At Chillon we are in the midst of a region pervaded by the sentiment of the pilgrim-poet. The Byron path leads from the shore to the broad terraces of the Hôtel Byron, whence we behold as in a picture the romantic scene his poetry portrays,—the "mountains with their thousand years of snow," the shimmering water of "the wide long lake," the dark slopes of the Juras terraced to their summits, the "white-walled towns" upon the nearer hill-sides.
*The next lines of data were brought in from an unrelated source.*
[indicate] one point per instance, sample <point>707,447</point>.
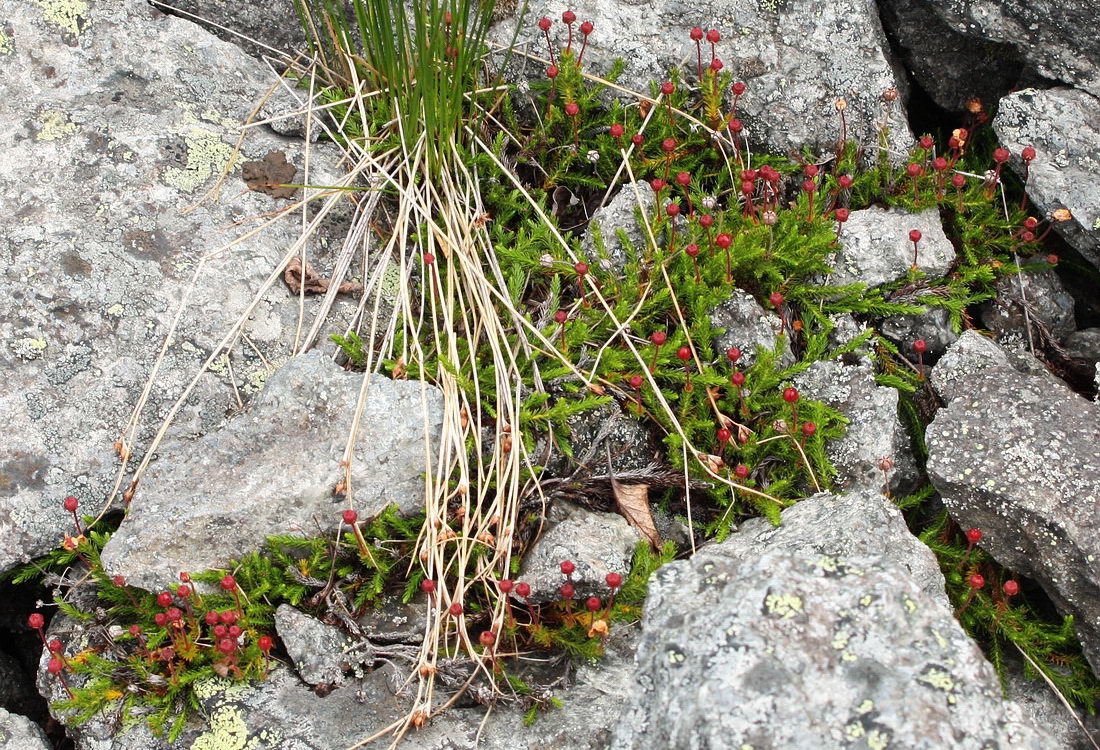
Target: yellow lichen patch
<point>69,15</point>
<point>784,605</point>
<point>207,155</point>
<point>55,125</point>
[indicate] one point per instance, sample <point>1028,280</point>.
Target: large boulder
<point>795,58</point>
<point>120,120</point>
<point>1063,124</point>
<point>274,470</point>
<point>1016,454</point>
<point>792,646</point>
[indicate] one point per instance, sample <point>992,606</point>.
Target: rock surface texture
<point>773,47</point>
<point>794,648</point>
<point>1016,454</point>
<point>273,470</point>
<point>1063,124</point>
<point>120,120</point>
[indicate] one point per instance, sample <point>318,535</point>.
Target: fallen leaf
<point>315,283</point>
<point>633,502</point>
<point>270,175</point>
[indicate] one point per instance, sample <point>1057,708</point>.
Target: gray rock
<point>1047,302</point>
<point>1084,345</point>
<point>796,649</point>
<point>861,522</point>
<point>952,66</point>
<point>619,214</point>
<point>1064,127</point>
<point>1016,455</point>
<point>596,542</point>
<point>317,650</point>
<point>1059,40</point>
<point>934,327</point>
<point>120,118</point>
<point>748,327</point>
<point>273,470</point>
<point>875,247</point>
<point>873,430</point>
<point>19,732</point>
<point>773,47</point>
<point>261,29</point>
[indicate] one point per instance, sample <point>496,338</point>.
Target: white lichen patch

Directly before us—bearing its three tall trees—"the little isle, the only one in view," smiles in our faces from the bosom of the water; on the right we see sweet Clarens and the picturesque battlements of Chillon; on the left, the glittering peaks of Dent du Midi and the Alps of Savoy, with the "Rhone in fullest flow" between the rocky heights; while from the farther shore rise the cliffs of Meillerie, at whose base Byron and Shelley, clinging to their frail boat, narrowly escaped a watery grave on the very spot where St. Preux and Julia of "Nouvelle Héloïse" were rescued from the same fate.

Rousseau and Byron scenes

Our farewell view of this Land of Byron is taken on a cloudless summer night, when the radiance of the harvest moon exalts and glorifies all the scene; the grim prison of Bonnivard is transformed into a snowy palace of peaceful delights, the white mountain-peaks gleam with the chaste lustre of pearls, the vine-embowered village on the shore seems an Aidenn of purity and light, and the sheen of the tremulous water is that of a sea of molten silver. Surely, on all her round, "Luna lights no spot more fair."